Created attachment 14848 [details] This app can produce gdbserver assert error on arm platform Hi, Attached gdbserver-test-app.tar can produce gdbserver assert error on arm platform. This issue happens on gdb any version until last git tree master branch. Below is version and error message. I will add produce step specification in next comment. Best Regards. Zhiyong root@xilinx-zynq:~# gdb -v GNU gdb (GDB) 14.0.50.20230421-git Copyright (C) 2023 Free Software Foundation, Inc. License GPLv3+: GNU GPL version 3 or later <http://gnu.org/licenses/gpl.html> This is free software: you are free to change and redistribute it. There is NO WARRANTY, to the extent permitted by law. root@xilinx-zynq:~# root@xilinx-zynq:~# gdbserver --version GNU gdbserver (GDB) 14.0.50.20230421-git Copyright (C) 2023 Free Software Foundation, Inc. gdbserver is free software, covered by the GNU General Public License. This gdbserver was configured as "arm-wrs-linux-gnueabi" 2389.242477 [threads] resume_one_lwp_throw: Resuming lwp 448 (continue, signal 0, stop not expected) ../../git/gdbserver/linux-low.cc:2448: A problem internal to GDBserver has been detected. maybe_hw_step: Assertion `has_single_step_breakpoints (thread)' failed. Aborted
Produce step (1) tar xvf gdbserver-test-app.tar on a host which can do arm-cross compile. (2) In osm.service, modify ExecStart path according to your running environment. (3) make (4) Please refer to "make install", install osm systemd service on target board. [On target board] systemctl daemon-reload systemctl start osm gdbserver --debug --debug-format=all --remote-debug --event-loop-debug --once --attach :1234 $(pgrep osm) [On pc host] your-arm-gdb ./osm(this is test app build out as above) -x ~/gdbx2 gdbx2 can be found in the attachment, please modify target-remote pointing to your target board's gdbserver in gdbx2. When gdb executes gdbx2, gdbserver will assert on target board.

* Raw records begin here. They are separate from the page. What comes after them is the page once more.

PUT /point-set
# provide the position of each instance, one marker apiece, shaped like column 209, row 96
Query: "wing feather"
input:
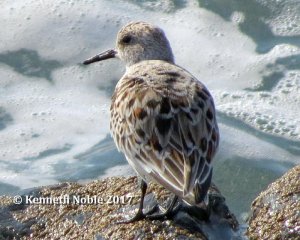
column 173, row 129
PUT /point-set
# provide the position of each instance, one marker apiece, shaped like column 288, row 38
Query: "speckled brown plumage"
column 162, row 118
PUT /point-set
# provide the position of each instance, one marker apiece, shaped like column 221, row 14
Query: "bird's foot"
column 140, row 215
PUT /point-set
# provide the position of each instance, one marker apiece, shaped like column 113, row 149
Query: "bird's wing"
column 172, row 131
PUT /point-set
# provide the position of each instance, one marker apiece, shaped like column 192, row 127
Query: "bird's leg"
column 139, row 215
column 167, row 213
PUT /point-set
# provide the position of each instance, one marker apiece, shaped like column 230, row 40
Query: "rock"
column 276, row 211
column 91, row 211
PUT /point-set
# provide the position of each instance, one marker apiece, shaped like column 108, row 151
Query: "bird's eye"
column 126, row 39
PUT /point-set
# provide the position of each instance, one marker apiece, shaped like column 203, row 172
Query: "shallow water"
column 54, row 112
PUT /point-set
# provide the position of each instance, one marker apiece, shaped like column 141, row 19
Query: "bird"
column 161, row 117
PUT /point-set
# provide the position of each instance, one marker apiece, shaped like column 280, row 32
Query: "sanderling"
column 162, row 118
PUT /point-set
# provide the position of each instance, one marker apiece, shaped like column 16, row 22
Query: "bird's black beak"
column 101, row 56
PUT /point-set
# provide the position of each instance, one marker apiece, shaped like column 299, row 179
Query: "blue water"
column 54, row 112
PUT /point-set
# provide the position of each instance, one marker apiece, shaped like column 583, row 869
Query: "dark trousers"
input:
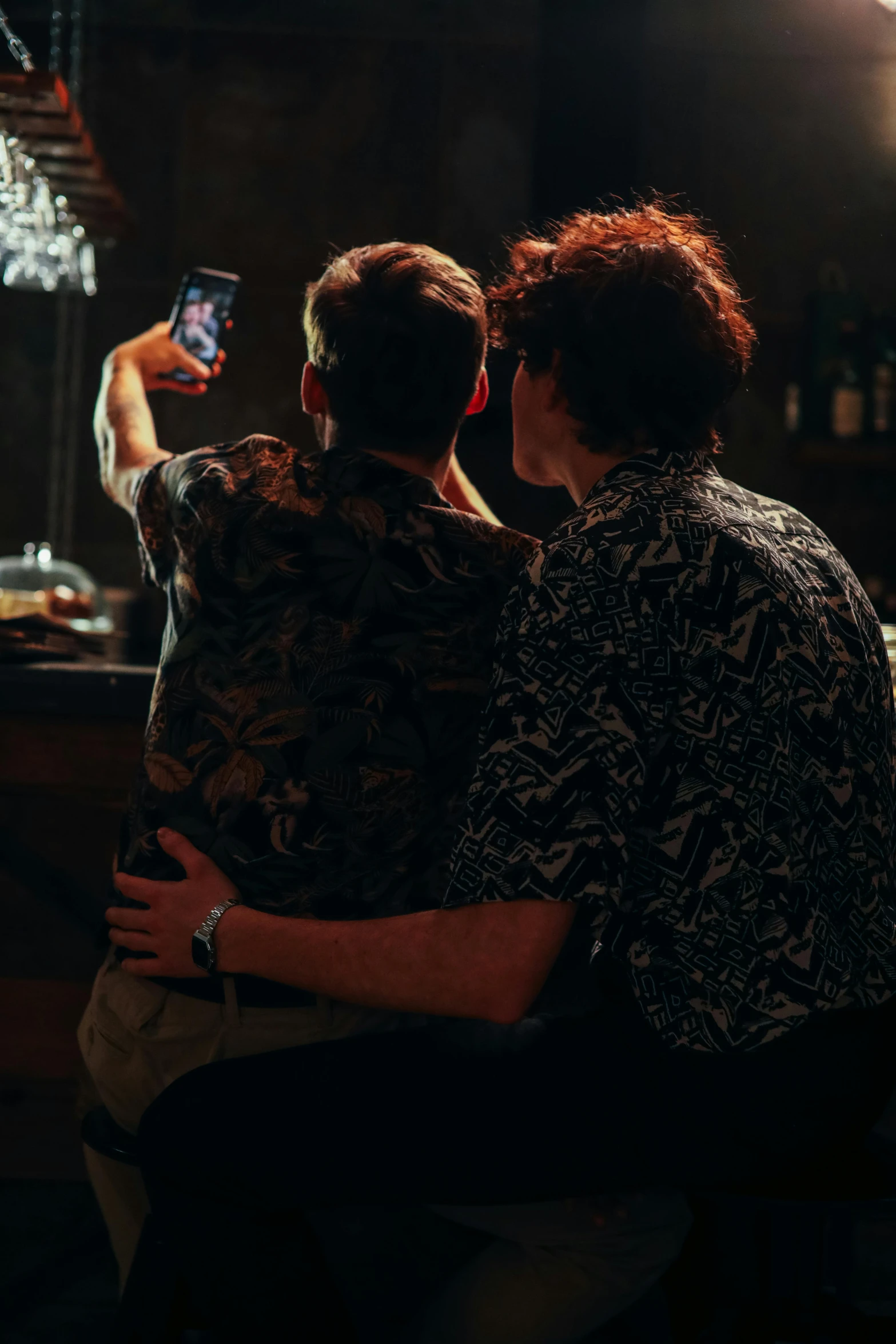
column 471, row 1115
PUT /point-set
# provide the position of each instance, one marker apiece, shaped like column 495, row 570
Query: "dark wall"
column 258, row 137
column 777, row 118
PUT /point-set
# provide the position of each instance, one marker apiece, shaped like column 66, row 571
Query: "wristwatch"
column 203, row 944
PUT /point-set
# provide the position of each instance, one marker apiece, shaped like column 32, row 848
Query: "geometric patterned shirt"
column 691, row 733
column 324, row 670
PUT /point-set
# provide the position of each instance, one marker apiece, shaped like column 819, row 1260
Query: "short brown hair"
column 397, row 333
column 644, row 315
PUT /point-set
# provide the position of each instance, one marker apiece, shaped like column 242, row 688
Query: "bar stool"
column 155, row 1306
column 783, row 1254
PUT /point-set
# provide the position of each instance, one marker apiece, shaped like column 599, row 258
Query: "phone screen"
column 201, row 313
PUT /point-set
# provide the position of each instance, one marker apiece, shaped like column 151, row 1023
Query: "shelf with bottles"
column 839, row 452
column 840, row 402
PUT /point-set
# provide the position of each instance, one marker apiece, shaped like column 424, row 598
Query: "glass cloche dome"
column 35, row 584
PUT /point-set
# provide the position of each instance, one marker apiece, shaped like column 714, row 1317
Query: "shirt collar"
column 355, row 472
column 652, row 463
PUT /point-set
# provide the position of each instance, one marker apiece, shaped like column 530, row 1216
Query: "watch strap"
column 203, row 941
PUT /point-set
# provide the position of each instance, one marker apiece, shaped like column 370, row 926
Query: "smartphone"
column 201, row 315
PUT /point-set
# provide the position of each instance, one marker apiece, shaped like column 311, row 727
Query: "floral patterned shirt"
column 691, row 731
column 325, row 663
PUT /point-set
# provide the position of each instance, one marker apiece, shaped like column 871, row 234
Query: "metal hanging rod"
column 17, row 45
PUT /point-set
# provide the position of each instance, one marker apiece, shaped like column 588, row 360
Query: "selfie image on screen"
column 198, row 327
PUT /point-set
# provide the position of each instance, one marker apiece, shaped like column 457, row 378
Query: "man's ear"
column 554, row 396
column 480, row 396
column 314, row 400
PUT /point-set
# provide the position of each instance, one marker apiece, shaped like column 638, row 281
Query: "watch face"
column 203, row 952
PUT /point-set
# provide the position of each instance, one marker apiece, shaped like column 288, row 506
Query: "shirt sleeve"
column 562, row 764
column 153, row 524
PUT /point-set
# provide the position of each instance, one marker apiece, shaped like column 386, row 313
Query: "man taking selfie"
column 325, row 662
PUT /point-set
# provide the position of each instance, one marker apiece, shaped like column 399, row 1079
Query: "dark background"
column 257, row 136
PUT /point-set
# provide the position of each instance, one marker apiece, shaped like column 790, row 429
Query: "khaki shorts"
column 137, row 1037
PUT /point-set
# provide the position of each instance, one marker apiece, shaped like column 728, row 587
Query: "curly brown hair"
column 641, row 312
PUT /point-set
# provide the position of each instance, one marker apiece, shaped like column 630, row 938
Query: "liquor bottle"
column 847, row 392
column 880, row 414
column 833, row 369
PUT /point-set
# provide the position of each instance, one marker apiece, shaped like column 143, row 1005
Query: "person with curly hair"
column 671, row 910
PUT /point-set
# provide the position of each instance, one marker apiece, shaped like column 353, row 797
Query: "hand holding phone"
column 155, row 355
column 201, row 316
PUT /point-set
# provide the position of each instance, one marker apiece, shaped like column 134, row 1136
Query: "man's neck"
column 436, row 471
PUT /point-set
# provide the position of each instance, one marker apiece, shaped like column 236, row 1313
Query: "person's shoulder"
column 477, row 538
column 740, row 506
column 257, row 463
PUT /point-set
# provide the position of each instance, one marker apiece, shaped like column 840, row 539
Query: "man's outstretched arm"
column 476, row 961
column 122, row 421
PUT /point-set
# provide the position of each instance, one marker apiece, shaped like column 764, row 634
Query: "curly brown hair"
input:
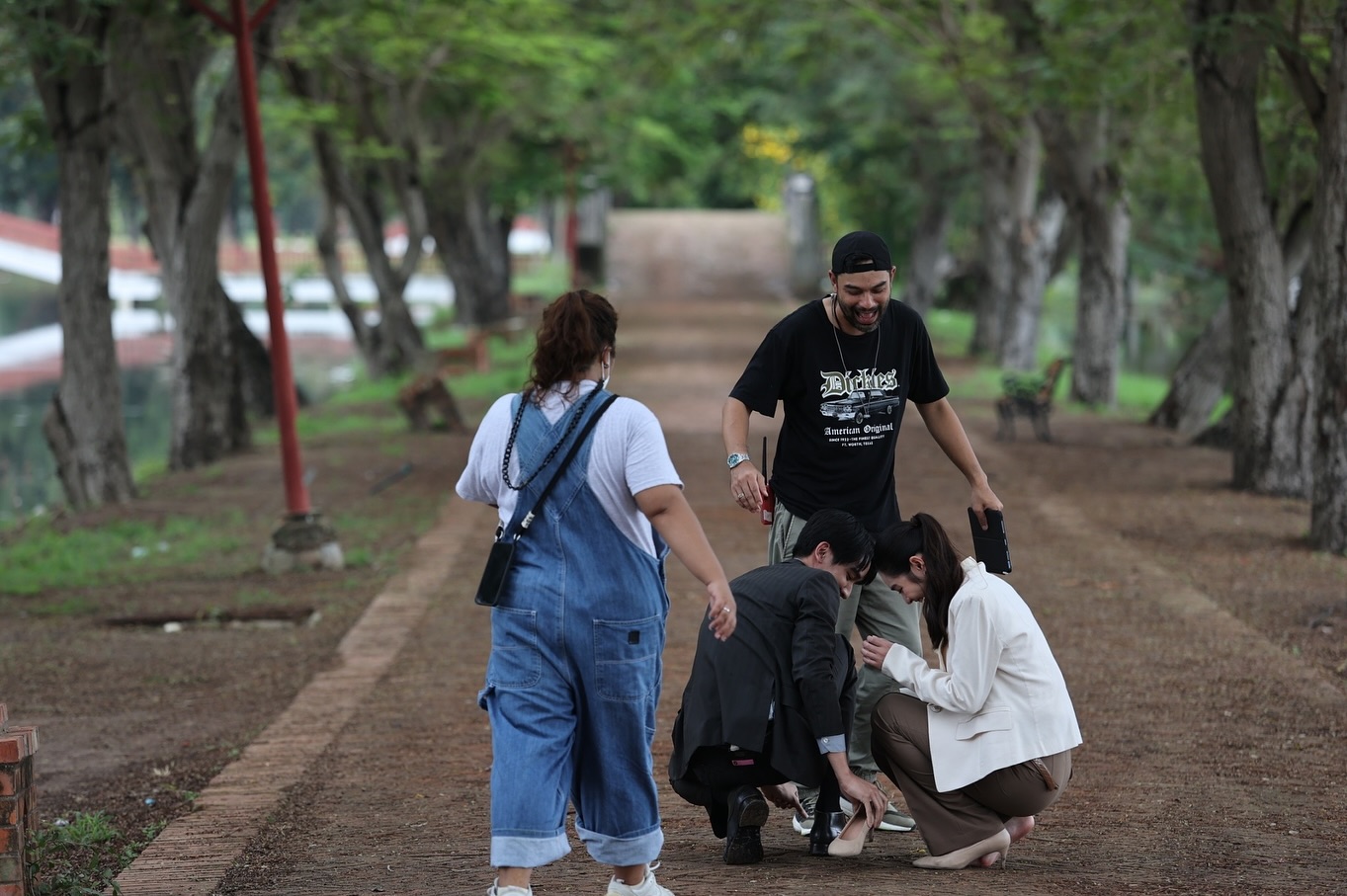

Created attachment 14849 [details] gdb test script
Created attachment 14850 [details] patch file for gdbserver/linux-low.cc
After patch 0001-arm-Install-single-step-software-breakpoing.patch, gdb server doesn't assert any more.
Thanks for the report. Let me try to reproduce this one.
Confirmed. I managed to reproduce this. Might be related to targets with software single stepping and forks happening during stepping. Sometimes you can step a few more times than the reproducer. Other times it happens just like the reproducer. Would you mind sending the patch upstream (gdb-patches@sourceware.org) for further discussion?
Hi Luis, I already sent patch file at https://savannah.gnu.org/patch/index.php?10337. Do you mean I must send the patch to gdb-patches@sourceware.org by mail ? What information should I provide in mail ? Best Regards Zhiyong
Yes, the patches should be sent by e-mail to the gdb-patches@sourceware.org mailing list, where it will go through review / discussion / approval.
Created attachment 14862 [details] patch review mail is attached. patch review mail is attached.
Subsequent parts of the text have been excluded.